Three elements enable people to function as a political entity, particularly in regard to defense. They need mutual agreement to be bound by the authority of the collective – and for the chief executive to concern himself with the needs of the people. They need officers and officials to implement the decisions of the governmental and military authority. They need the weaponry with which to repel all threats.
So it is with the Jewish people.
HKBH tells us to “remember this day on which you departed from Egypt…for with a strong hand Hashem removed you from here.” While living among the Egyptians, we are incapable of fully absorbing Who He is to us, and how He protects us. The day we left Egypt as free men, we could benefit for the first time from the ruach ha-kodesh He made available to us. That day – that very day – HKBH made Himself known to us, and we understood that our task till the end of time would be to establish the dominion of G-d in this world. The first of the three crucial elements was in place.
For the next forty years, Klal Yisrael did not need much more than their initial sense of their relationship with Hashem, since He led them directly. Each day reinforced the relationship.

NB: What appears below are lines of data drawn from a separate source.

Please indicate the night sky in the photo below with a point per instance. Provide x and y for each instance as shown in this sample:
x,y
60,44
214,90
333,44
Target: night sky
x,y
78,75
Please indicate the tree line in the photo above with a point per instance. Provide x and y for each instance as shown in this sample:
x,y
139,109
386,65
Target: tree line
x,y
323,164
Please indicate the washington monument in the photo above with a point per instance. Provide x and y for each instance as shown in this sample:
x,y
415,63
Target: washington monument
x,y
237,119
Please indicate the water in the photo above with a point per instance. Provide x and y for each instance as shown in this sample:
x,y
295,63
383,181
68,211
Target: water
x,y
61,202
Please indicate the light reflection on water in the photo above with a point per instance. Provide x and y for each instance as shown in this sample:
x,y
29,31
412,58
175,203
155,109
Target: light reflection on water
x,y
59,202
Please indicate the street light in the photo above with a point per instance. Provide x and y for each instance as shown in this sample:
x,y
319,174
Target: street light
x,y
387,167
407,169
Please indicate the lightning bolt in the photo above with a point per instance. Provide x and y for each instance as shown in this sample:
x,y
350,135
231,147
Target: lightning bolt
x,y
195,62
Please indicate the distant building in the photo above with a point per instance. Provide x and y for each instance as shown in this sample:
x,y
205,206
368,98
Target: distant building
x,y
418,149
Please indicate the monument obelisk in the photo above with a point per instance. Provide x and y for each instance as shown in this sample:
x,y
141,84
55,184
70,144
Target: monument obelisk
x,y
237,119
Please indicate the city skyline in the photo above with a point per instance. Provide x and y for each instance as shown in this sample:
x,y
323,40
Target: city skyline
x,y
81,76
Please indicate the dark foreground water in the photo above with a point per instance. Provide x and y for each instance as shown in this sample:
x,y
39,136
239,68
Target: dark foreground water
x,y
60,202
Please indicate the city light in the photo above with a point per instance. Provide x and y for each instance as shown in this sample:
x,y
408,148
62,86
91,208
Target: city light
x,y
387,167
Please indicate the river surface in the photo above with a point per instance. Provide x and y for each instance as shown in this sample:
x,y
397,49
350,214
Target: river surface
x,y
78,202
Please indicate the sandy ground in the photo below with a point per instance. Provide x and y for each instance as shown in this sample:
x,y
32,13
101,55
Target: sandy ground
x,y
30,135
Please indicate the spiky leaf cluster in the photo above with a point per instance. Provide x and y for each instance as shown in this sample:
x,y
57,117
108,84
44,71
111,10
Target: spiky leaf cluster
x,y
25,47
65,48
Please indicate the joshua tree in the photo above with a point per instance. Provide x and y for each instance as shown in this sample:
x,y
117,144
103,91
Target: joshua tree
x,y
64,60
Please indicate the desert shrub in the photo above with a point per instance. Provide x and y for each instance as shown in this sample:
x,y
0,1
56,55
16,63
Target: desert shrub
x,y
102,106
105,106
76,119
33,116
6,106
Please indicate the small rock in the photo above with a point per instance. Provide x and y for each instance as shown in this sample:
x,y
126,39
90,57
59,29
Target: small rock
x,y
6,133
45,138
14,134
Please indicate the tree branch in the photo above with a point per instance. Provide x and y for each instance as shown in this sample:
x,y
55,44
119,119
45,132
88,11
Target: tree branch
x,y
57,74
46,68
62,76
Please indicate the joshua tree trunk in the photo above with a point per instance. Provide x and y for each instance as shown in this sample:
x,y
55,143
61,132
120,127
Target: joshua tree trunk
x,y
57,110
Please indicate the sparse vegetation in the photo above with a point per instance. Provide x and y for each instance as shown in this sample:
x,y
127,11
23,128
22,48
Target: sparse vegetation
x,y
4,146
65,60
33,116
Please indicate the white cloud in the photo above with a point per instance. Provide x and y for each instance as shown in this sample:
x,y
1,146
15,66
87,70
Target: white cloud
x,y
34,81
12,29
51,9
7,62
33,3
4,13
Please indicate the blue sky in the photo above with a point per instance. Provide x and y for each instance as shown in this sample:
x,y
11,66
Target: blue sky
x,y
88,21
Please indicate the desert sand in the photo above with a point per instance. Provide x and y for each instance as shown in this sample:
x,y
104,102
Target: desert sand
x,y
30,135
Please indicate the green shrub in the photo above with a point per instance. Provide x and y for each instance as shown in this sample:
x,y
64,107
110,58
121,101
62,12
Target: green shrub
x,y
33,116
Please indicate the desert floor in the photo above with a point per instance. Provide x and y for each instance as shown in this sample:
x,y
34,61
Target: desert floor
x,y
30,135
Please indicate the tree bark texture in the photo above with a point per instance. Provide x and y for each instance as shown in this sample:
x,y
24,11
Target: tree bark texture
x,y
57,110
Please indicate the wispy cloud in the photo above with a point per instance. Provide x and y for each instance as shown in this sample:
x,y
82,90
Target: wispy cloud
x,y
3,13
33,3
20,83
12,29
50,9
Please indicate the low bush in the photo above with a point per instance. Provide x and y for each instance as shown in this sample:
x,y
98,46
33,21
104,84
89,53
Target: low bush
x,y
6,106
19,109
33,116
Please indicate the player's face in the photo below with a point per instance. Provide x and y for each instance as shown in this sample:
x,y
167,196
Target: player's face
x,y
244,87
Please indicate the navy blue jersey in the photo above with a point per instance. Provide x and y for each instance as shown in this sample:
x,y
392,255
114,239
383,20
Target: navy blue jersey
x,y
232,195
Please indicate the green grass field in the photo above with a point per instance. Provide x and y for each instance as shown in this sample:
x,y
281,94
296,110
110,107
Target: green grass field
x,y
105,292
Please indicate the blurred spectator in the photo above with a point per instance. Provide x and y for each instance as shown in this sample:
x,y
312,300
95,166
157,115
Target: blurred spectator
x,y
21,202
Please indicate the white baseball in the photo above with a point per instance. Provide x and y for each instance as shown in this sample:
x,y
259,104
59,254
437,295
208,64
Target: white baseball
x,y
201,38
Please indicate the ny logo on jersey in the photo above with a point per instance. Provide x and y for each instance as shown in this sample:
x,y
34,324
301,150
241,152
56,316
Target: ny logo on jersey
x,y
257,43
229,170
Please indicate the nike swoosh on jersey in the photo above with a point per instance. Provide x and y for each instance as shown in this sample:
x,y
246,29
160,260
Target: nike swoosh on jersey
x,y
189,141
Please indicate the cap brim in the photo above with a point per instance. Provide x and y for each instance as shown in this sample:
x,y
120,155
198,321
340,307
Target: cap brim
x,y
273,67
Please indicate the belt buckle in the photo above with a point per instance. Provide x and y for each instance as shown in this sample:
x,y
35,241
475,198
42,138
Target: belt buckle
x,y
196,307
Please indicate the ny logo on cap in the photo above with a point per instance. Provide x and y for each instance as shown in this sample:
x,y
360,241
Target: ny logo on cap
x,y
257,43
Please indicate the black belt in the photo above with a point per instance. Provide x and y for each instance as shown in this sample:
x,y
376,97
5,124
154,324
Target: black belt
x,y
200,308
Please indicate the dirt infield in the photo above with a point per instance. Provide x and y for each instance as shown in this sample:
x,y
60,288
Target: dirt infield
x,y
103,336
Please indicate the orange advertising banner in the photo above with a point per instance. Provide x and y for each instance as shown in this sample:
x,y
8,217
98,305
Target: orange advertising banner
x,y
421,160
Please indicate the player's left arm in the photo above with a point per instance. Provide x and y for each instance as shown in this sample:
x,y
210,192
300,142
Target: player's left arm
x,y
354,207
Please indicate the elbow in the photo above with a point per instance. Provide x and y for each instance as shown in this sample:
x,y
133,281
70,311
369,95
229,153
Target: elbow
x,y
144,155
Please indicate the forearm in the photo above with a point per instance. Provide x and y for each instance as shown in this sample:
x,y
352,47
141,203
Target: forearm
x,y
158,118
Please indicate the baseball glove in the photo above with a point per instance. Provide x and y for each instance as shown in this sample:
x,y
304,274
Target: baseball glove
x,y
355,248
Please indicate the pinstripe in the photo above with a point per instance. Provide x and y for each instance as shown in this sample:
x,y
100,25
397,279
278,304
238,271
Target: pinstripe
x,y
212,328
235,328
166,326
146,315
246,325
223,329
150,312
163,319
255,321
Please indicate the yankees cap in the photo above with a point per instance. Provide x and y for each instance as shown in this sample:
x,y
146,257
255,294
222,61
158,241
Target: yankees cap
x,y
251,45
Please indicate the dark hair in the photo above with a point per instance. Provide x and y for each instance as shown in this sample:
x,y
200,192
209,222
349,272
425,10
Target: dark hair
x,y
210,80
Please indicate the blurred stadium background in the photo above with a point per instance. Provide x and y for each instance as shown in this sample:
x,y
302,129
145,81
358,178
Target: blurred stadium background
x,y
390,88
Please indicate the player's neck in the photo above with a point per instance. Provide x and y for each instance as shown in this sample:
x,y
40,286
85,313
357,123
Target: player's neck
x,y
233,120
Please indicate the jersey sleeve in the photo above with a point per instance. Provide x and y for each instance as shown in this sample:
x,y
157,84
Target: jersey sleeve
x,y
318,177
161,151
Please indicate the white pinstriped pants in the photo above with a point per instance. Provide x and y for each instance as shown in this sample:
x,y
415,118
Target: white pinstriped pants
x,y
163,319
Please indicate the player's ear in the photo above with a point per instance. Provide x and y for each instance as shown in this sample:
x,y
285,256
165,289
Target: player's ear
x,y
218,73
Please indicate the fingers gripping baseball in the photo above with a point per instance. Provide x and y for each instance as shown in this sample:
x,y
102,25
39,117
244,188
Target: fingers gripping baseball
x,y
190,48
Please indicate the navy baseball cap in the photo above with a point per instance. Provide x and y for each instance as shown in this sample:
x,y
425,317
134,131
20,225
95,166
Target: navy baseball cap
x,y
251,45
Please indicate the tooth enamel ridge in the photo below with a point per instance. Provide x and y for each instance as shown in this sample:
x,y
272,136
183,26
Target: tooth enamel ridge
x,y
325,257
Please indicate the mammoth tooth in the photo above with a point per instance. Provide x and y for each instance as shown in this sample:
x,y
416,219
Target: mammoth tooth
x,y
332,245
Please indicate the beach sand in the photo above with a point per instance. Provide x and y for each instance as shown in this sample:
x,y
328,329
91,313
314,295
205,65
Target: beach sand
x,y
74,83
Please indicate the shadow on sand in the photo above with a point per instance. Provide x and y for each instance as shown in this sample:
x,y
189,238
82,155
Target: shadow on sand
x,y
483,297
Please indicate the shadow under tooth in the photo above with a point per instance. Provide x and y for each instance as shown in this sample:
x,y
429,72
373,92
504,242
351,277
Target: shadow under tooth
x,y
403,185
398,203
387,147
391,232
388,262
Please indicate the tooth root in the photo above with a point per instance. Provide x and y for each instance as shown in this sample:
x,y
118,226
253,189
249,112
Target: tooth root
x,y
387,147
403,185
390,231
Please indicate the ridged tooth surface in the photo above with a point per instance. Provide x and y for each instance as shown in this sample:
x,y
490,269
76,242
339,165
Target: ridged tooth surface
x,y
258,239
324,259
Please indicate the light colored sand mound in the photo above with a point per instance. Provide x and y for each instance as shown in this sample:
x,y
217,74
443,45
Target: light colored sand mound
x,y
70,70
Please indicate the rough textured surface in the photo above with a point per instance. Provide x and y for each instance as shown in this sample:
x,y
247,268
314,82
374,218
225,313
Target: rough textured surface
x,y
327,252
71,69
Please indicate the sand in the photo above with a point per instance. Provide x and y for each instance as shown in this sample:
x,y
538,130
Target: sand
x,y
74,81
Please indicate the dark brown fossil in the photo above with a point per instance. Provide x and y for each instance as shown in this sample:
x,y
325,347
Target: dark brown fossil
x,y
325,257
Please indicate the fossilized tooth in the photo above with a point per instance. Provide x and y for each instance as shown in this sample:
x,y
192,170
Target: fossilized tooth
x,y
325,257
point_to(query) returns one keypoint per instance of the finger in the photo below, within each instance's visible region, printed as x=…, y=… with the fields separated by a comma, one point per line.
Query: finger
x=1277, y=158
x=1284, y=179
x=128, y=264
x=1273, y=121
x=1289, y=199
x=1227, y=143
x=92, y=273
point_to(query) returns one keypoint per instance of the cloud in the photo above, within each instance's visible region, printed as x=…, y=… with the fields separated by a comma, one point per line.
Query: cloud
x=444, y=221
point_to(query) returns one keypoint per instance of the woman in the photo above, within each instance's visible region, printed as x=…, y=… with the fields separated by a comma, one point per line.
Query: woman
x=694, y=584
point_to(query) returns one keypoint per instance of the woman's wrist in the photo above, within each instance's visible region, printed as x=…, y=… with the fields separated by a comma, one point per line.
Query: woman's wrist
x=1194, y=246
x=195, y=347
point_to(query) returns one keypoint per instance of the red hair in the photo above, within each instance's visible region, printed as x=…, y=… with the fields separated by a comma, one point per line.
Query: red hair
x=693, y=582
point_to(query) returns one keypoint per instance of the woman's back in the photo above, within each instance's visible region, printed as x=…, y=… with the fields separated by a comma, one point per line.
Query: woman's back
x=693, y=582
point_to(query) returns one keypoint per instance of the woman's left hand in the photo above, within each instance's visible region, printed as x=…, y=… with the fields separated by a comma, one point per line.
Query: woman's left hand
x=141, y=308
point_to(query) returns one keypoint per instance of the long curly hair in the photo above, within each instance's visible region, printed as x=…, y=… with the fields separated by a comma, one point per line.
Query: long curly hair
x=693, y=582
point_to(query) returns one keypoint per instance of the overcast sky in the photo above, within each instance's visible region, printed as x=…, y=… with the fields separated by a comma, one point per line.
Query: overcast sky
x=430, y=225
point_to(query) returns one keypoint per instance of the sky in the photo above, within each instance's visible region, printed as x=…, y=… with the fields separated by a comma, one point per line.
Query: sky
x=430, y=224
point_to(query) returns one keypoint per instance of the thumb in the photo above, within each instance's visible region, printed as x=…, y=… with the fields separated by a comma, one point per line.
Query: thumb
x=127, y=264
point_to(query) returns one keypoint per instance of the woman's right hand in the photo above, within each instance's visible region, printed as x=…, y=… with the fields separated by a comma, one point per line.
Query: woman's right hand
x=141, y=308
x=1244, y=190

This would change, however, as they entered the Land and His Presence would become more hidden. “When Hashem will bring you to the land of the Canaanites…then you shall set apart every first issue of the womb to Hashemb.” The first-born of each family would become the spiritual elite who could bring Divine instruction closer to the people.
The second parshah of tefillin speaks of the weapons of the masses – the opportunity afforded every citizen of the Torah nation to lay claim to his own “strong hand.” In the first parshah of tefillin, Hashem linked that mitzvah to Torah study: “And it shall be for you a sign on your arm and a reminder between your eyes, so that Hashem’s Torah shall be in your mouth.” Torah – its deep and fervent study – always was and always will be the ultimate Sword of Israel. The mitzvah of tefillin is a tributary of the mitzvah of Torah study. It gives every Jew a way to wield that sword.
This sword is double-edged, as it were. The written Torah, according to our mesorah, consists of combinations and permutations of the different Divine Names. The head-tefillah, worn openly and proudly, showcases those Names, and thus represents Torah she-b’chsav. “Then all the peoples of the earth will see that the Name of Hashem is proclaimed upon you, and they will revere you.” The gemara[Moed Katan 16a] understands Torah she-b’al peh, on the other hand, to be more private and hidden by nature, and instructs that it should be taught in private, out of the public gaze. The arm-tefillah is covered up. It represents the more hidden parts of the Torah that must be ferreted out through the tools of Torah she-b’al peh to be understood.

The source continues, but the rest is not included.